Kemudian Yesus berangkat dari situ dan tiba di tempat asal-Nya, sedang murid-murid-Nya mengikuti Dia. Pada hari Sabat Ia mulai mengajar di rumah ibadat dan jemaat yang besar takjub ketika mendengar Dia dan mereka berkata: “Dari mana diperoleh-Nya semuanya itu? Hikmat apa pulakah yang diberikan kepada-Nya? Dan mujizat-mujizat yang demikian bagaimanakah dapat diadakan oleh tangan-Nya? Bukankah Ia ini tukang kayu, anak Maria, saudara Yakobus, Yoses, Yudas dan Simon? Dan bukankah saudara-saudara-Nya yang perempuan ada bersama kita?” Lalu mereka kecewa dan menolak Dia. Maka Yesus berkata kepada mereka: “Seorang nabi dihormati di mana-mana kecuali di tempat asalnya sendiri, di antara kaum keluarganya dan di rumahnya.” Ia tidak dapat mengadakan satu mujizat pun di sana, kecuali menyembuhkan beberapa orang sakit dengan meletakkan tangan-Nya atas mereka.

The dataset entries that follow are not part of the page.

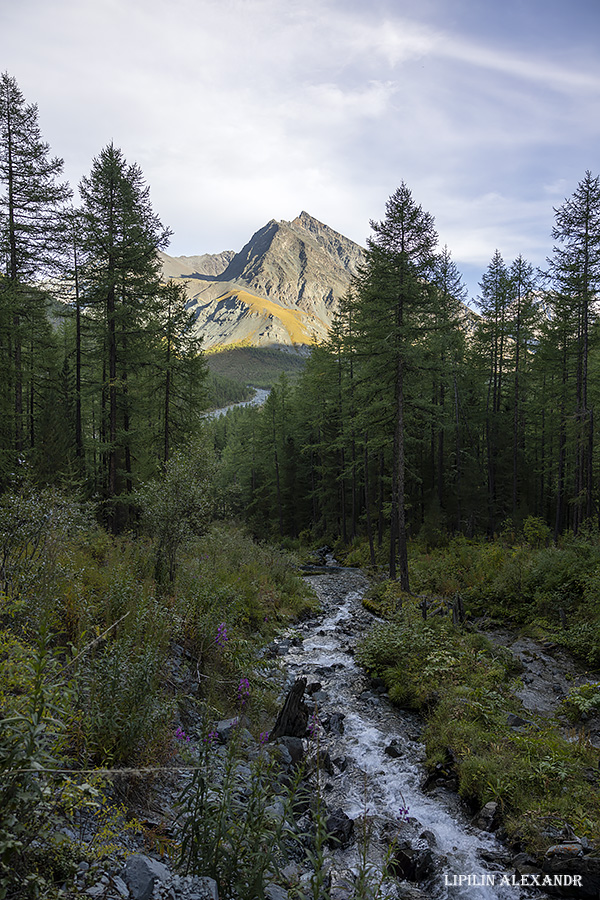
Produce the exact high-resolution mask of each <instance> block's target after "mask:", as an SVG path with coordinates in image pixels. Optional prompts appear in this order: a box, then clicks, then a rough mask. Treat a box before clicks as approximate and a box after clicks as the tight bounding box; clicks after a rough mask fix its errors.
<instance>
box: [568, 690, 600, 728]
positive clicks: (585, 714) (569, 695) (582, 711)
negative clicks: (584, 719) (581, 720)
mask: <svg viewBox="0 0 600 900" xmlns="http://www.w3.org/2000/svg"><path fill="white" fill-rule="evenodd" d="M562 702H563V707H564V710H565V713H566V715H567V717H568V718H569V719H570V720H571V721H572V722H579V721H581V719H584V718H585V719H587V718H589V717H590V716H593V715H595V714H596V713H598V712H599V711H600V682H588V683H586V684H582V685H579V686H578V687H573V688H571V690H570V691H569V693H568V694H567V696H566V697H565V699H564V700H563V701H562Z"/></svg>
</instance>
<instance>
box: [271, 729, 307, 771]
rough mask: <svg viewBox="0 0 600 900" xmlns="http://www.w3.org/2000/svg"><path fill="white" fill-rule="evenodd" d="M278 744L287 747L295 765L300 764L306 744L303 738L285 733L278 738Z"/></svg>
mask: <svg viewBox="0 0 600 900" xmlns="http://www.w3.org/2000/svg"><path fill="white" fill-rule="evenodd" d="M276 744H277V746H279V747H285V749H286V750H287V752H288V754H289V756H290V760H291V763H292V764H293V765H298V763H301V762H302V760H303V758H304V744H303V743H302V738H299V737H298V738H297V737H291V736H290V735H287V734H284V735H282V737H280V738H277V741H276Z"/></svg>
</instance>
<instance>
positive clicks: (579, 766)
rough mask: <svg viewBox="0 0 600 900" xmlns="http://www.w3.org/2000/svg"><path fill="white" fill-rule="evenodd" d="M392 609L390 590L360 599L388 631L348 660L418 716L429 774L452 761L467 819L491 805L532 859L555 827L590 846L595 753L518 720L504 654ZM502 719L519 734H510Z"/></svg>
mask: <svg viewBox="0 0 600 900" xmlns="http://www.w3.org/2000/svg"><path fill="white" fill-rule="evenodd" d="M394 592H396V598H395V599H396V602H393V594H394ZM398 599H399V591H398V589H397V586H391V585H388V586H387V587H385V586H384V585H380V586H379V588H378V589H377V590H375V591H373V592H372V594H371V596H370V598H368V599H367V605H368V606H369V607H370V608H371V609H373V610H376V611H377V612H378V613H379V615H382V614H386V615H387V621H385V622H382V623H379V624H378V625H376V626H375V627H374V628H373V630H372V631H371V632H370V634H369V635H367V637H366V638H365V639H364V640H363V642H362V643H361V645H360V646H359V647H358V649H357V652H356V659H357V661H358V662H359V663H361V664H362V665H363V666H364V667H365V668H366V669H367V671H369V672H370V673H371V674H372V675H376V676H378V677H380V678H383V680H384V681H385V683H386V686H387V688H388V691H389V696H390V699H391V700H392V701H393V702H395V703H397V704H398V705H400V706H402V707H408V708H410V709H415V710H418V711H420V712H422V713H423V714H424V715H425V716H426V718H427V727H426V732H425V740H426V749H427V764H428V766H429V767H430V768H431V769H432V770H434V769H435V766H436V764H438V763H443V764H445V765H447V764H448V760H449V759H451V760H452V765H453V768H454V770H455V774H456V775H457V777H458V786H459V788H458V789H459V793H460V795H461V796H462V797H463V799H464V800H465V801H466V802H467V803H468V804H470V806H471V807H472V808H473V809H474V810H476V809H479V808H481V807H482V806H484V805H485V804H486V803H488V802H489V801H496V802H497V803H498V804H499V808H500V813H501V816H502V820H503V827H504V829H505V833H506V835H507V836H508V838H509V840H511V841H512V842H513V843H515V844H522V845H524V846H526V847H527V849H528V850H530V851H532V852H536V853H543V852H544V851H545V850H546V849H547V848H548V846H549V845H550V844H552V843H555V842H556V834H557V832H556V827H555V826H556V824H557V823H559V825H560V827H561V828H562V827H564V826H565V825H568V826H570V827H571V828H573V830H574V831H575V833H576V834H578V835H579V836H580V837H583V836H586V837H588V838H590V839H592V840H595V839H597V835H598V834H599V833H600V794H599V790H598V789H599V783H598V777H597V772H596V770H597V761H598V760H597V757H598V753H597V750H595V749H594V748H593V747H592V746H591V745H590V744H589V742H588V741H587V740H586V739H585V738H584V737H583V736H582V735H581V734H579V735H578V734H577V732H576V731H574V730H573V732H572V734H571V735H570V736H567V737H565V736H564V734H563V733H562V730H561V728H560V727H559V723H558V722H557V721H555V720H544V719H542V718H540V717H537V716H533V717H532V716H531V714H529V713H524V711H523V709H522V707H521V704H520V702H519V700H518V698H517V697H516V695H515V691H516V689H518V687H519V684H520V682H519V674H520V673H519V671H518V665H517V664H516V663H515V661H514V659H513V658H512V656H511V655H510V653H509V652H508V651H506V650H504V648H501V647H497V646H493V645H492V644H491V643H490V642H489V641H488V640H487V638H486V637H485V636H484V635H482V634H480V633H478V632H476V631H469V630H468V629H465V628H460V627H455V626H453V625H452V622H451V619H450V617H449V616H434V617H432V618H430V619H427V620H426V621H424V620H423V618H422V615H421V610H420V607H419V602H418V600H417V599H416V598H410V597H407V596H404V597H403V598H402V599H403V605H402V611H401V612H399V611H398V603H397V600H398ZM510 713H516V714H518V715H519V714H521V715H522V716H523V718H524V719H526V720H527V724H526V725H525V726H522V727H521V728H520V729H518V730H515V729H514V728H511V727H510V725H509V724H508V715H509V714H510ZM550 825H552V828H550V827H549V826H550ZM552 829H554V830H552Z"/></svg>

Ia merasa heran atas ketidakpercayaan mereka.

Lalu Yesus berjalan keliling dari desa ke desa sambil mengajar.

***

Penolakan memang menyakitkan. Lebih menyakitkan lagi apabila penolakan tersebut berasal dari orang-orang dekat atau orang yang kita harapkan. Siapa pun tidak ingin ditolak. Hati manusia begitu rindu untuk dihargai dan diperlakukan sebagaimana mestinya.

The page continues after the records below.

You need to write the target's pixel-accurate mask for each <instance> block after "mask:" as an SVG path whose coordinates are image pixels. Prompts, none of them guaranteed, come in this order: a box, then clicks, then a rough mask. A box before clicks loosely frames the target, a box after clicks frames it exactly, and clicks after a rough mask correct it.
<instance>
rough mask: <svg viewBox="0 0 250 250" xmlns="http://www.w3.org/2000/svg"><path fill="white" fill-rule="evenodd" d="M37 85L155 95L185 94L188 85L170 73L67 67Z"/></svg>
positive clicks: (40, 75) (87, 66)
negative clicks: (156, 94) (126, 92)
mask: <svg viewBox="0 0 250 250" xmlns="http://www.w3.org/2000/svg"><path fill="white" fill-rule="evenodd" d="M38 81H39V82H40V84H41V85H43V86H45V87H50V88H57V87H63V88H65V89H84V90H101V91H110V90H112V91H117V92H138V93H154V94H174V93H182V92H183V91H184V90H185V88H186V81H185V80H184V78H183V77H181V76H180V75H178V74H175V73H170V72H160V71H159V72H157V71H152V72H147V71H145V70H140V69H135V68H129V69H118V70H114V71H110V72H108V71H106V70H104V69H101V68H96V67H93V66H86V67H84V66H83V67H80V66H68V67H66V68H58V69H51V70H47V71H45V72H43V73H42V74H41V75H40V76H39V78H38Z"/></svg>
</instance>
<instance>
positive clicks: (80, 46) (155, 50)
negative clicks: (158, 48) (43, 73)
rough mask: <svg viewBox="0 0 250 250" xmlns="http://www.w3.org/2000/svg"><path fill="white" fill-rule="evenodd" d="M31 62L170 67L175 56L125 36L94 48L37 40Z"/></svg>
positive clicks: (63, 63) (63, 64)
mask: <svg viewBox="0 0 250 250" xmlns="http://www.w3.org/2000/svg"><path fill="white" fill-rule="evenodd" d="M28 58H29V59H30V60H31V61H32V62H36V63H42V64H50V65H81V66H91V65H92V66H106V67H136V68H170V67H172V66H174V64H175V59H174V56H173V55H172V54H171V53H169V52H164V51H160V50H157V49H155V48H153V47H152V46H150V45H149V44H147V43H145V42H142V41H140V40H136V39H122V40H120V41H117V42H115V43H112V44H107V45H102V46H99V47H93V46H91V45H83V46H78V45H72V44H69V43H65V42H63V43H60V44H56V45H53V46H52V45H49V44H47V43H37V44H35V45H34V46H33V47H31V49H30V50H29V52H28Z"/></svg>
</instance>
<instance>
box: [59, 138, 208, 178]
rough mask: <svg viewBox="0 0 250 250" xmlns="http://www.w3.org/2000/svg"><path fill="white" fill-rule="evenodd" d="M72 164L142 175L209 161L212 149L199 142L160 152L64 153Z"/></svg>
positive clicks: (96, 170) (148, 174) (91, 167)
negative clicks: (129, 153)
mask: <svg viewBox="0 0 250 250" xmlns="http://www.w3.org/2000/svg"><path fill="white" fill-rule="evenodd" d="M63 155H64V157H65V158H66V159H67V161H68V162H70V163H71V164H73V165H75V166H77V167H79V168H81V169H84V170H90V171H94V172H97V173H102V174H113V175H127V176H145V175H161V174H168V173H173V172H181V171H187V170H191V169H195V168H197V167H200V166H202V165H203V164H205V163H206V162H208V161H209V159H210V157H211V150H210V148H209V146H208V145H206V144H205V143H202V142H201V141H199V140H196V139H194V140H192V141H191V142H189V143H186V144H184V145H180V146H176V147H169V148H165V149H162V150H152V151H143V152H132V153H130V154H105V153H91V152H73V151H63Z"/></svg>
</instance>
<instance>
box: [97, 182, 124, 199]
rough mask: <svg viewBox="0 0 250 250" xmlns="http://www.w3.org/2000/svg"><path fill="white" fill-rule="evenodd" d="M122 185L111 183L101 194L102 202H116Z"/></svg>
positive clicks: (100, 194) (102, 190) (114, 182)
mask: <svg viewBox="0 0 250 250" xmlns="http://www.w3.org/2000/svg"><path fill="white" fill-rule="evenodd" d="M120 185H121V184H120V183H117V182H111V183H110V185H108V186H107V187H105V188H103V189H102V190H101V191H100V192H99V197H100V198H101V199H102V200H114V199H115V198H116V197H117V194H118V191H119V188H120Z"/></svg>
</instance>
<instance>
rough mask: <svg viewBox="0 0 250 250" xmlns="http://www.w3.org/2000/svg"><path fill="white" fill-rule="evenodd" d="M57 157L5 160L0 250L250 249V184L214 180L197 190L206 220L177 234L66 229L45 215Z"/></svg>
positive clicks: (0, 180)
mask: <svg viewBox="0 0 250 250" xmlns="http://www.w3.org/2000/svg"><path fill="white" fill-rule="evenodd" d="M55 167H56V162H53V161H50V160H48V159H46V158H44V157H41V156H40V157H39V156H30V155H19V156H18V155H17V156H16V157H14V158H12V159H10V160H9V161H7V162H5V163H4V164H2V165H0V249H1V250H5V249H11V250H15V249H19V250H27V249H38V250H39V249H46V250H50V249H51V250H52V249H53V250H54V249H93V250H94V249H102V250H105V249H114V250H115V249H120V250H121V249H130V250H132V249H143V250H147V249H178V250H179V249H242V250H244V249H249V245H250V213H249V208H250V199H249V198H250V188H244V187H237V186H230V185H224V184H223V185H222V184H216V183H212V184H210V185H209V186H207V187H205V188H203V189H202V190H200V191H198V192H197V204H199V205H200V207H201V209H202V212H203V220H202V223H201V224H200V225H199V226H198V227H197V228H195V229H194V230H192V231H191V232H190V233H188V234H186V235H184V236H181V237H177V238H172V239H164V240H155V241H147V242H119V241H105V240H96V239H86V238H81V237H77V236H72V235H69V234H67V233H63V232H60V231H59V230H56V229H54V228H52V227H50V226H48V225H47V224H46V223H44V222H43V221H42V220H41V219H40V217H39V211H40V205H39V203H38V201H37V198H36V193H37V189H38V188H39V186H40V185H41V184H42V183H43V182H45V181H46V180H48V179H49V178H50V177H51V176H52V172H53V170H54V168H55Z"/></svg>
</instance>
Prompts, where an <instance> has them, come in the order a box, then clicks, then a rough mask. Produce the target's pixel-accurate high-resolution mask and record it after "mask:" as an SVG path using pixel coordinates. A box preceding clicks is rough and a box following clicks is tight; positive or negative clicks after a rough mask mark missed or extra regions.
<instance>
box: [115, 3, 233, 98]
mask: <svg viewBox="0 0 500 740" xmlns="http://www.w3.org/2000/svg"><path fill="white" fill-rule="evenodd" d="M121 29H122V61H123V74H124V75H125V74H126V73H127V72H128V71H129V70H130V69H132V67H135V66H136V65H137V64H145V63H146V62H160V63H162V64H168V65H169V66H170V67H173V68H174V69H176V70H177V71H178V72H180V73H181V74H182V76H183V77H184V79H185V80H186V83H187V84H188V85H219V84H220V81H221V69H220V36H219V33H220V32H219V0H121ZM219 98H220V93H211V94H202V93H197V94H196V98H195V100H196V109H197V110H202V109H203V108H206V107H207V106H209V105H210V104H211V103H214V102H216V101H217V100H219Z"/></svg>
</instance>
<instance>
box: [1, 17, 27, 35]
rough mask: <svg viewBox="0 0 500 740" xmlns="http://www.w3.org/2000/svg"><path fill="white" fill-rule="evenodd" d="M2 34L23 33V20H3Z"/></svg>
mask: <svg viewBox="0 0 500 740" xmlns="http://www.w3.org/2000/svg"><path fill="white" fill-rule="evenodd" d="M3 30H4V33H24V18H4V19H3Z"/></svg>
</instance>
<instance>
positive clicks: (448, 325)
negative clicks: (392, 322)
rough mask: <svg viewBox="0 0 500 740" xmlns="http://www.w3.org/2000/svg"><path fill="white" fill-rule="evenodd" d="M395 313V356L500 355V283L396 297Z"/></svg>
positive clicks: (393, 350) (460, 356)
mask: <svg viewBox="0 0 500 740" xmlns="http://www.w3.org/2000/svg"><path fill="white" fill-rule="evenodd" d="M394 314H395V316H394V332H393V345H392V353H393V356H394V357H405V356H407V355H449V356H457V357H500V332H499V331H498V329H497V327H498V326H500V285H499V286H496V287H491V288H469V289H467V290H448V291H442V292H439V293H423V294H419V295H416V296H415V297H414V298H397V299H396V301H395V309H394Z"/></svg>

Yesus dalam bacaan Injil hari ini ditolak oleh orang-orang dari tempat asal-Nya. Mereka sungguh mengenal latar belakang dan kehidupan Yesus di Nazaret. Ketika Yesus tiba-tiba datang dengan hikmat yang menakjubkan, orang-orang itu tidak hanya heran, tetapi juga tidak percaya dengan kenyataan ini. Mereka kecewa dan menolak Dia. Karena itu, Yesus tidak banyak mengadakan mukjizat di sana, kecuali menyembuhkan beberapa orang sakit dengan meletakkan tangan-Nya atas mereka.

Penolakan terjadi karena orang tidak mampu menerima kelebihan atau kekurangan orang lain. Di saat kita merasa diri lebih baik dari orang lain, muncul kecenderungan dalam diri kita untuk melakukan penolakan. Perlu kita sadari bahwa penolakan terhadap pihak lain yang didasari oleh ketidakmampuan menerima kelebihan mereka atau oleh rasa iri hati adalah sesuatu yang memalukan.

Surat kepada Orang Ibrani yang kita dengar hari ini sebagai bacaan pertama (Ibr. 12:4-7, 11-15) kiranya semakin meneguhkan sekaligus mengingatkan kita. Hidup orang beriman memang tidak pernah lepas dari penderitaan. Namun, di balik segala penderitaan, tersembunyi kasih agung Tuhan. Oleh karena itu, mari kita berusaha hidup damai dengan semua orang dan mengejar kekudusan. “Jagalah supaya jangan ada seorang pun menjauhkan diri dari kasih karunia Allah, agar jangan tumbuh akar yang pahit yang menimbulkan kerusuhan dan yang mencemarkan banyak orang.”